The success of that effort depends very much on the quality of disaster risk governance which is now in need of a serious overhaul given the failures of recent years. We need a new vision and clearer understanding of just how important it is to have well-resourced autonomous institutions acting solely in the public good to manage disaster risk.

To quote the Sendai Framework: “Disaster risk governance at the national, regional and global levels is of great importance for an effective and efficient management of disaster risk.”

In light of the pandemic and the growing intensity and frequency of extreme weather events, that seems like an understatement but it means that when UN member states gather this year at the World Health General Assembly, the UN Biodiversity Conference, COP 26 or the regional meetings convened by the UN Office for Disaster Risk Reduction, that there is agreement on concrete actions to stop the planet’s destruction.

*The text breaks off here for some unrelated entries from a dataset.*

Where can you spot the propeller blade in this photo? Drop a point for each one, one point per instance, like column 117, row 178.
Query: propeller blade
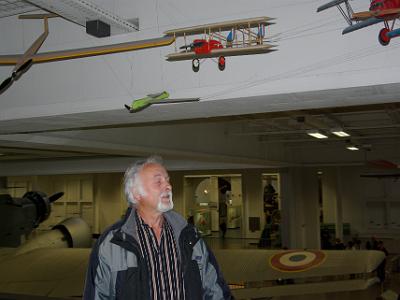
column 24, row 67
column 56, row 196
column 5, row 84
column 197, row 44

International cooperation in support of developing countries must go hand-in-glove with strengthening disaster risk governance to manage the planetary emergencies which affect countries that are climate-vulnerable, struggling to cope with disaster losses, lack adequate health services and early warning systems.

The recovery from COVID-19 is an opportunity to reset priorities to ensure that the 21st century is one in which we act decisively to reduce the existential threats that threaten our survival as a species.

Our focus now must be on leaving a safer, more resilient planet for future generations.